The paper appears to be easy to understand for the layperson, with technical terms described.

The creation of a short 1-2 page summary of pertinent practice points for clinicians should be considered. This should highlight the recommendation that all individuals with lead levels of over 5 should be investigated for possible sources of lead exposure, as well as the symptoms of toxicity and when testing should be considered.

Q2. Does the draft Information Paper clearly outline how the evidence was reviewed and interpreted by the Lead Working Committee?: 

Yes, the paper does outline this.

Q3. Is there additional evidence on the health effects in humans of exposure to lead that needs to be considered? : 

No.

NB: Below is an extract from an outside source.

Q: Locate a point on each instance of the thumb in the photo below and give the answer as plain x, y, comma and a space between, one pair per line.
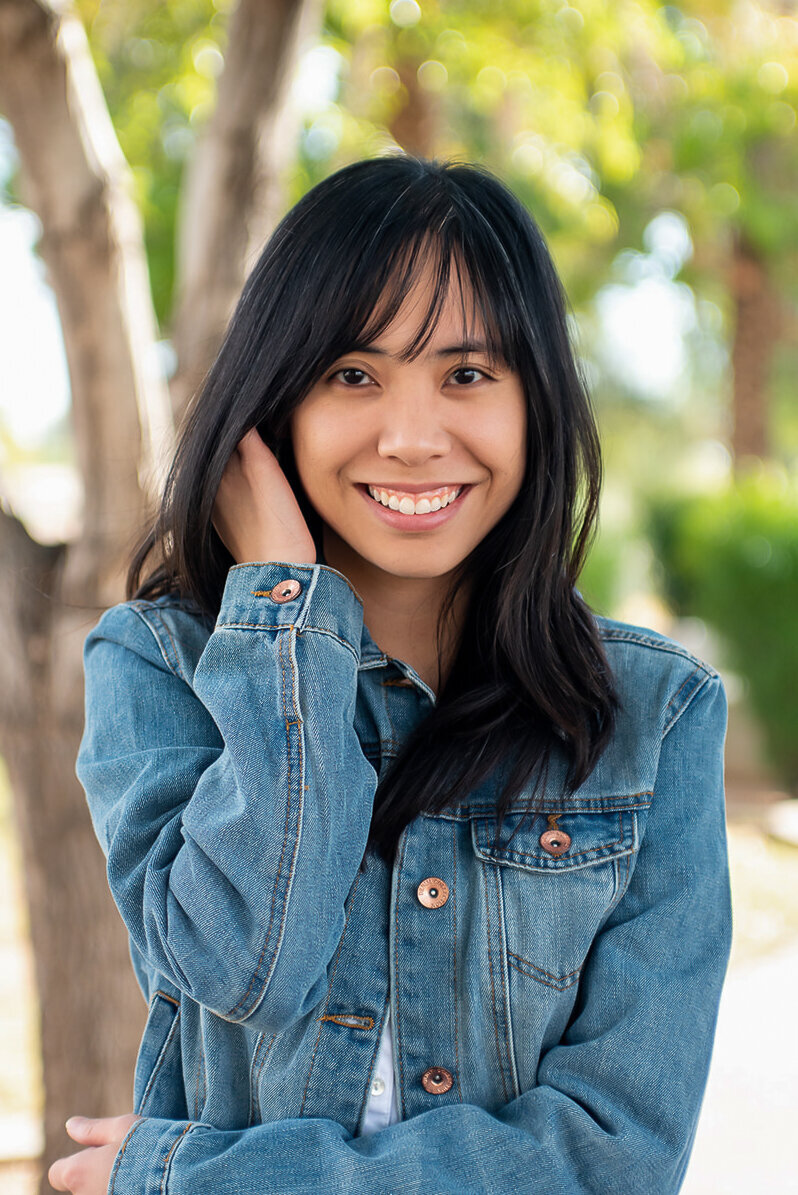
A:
99, 1131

The review is comprehensive and adequately covers the known health effects of lead exposure.

Q4. Is there additional evidence on the management of exposure to lead in humans in non-endemic areas that needs to be considered? : 

The resource implications of the introduction of an action level at 5 µg/dL have not been considered. Although this is not specifically listed as being in or out of the scope of the information paper, it is an important consideration. As the information paper states, there is very little evidence regarding the prevalence of BLLs over 5 in either children or adults in Australia. However, it has been stated that up to 100,000 Australian children aged 0-4 years may have BLLs in this range.1 If this were the case, the resource implications are immense. The paper should acknowledge this and include a recommendation for increased resources to be allocated for the purposes of lead source identification and removal, if this is found to be required through either the results of the recommended surveillance of children’s BLLs or following publication of the updated NHMRC guidance.

 

References

1. Taylor MP, Winder C, Lanphear B. Eliminating childhood lead toxicity in Australia–A little is still too much. Med J Aust 2012;197:493.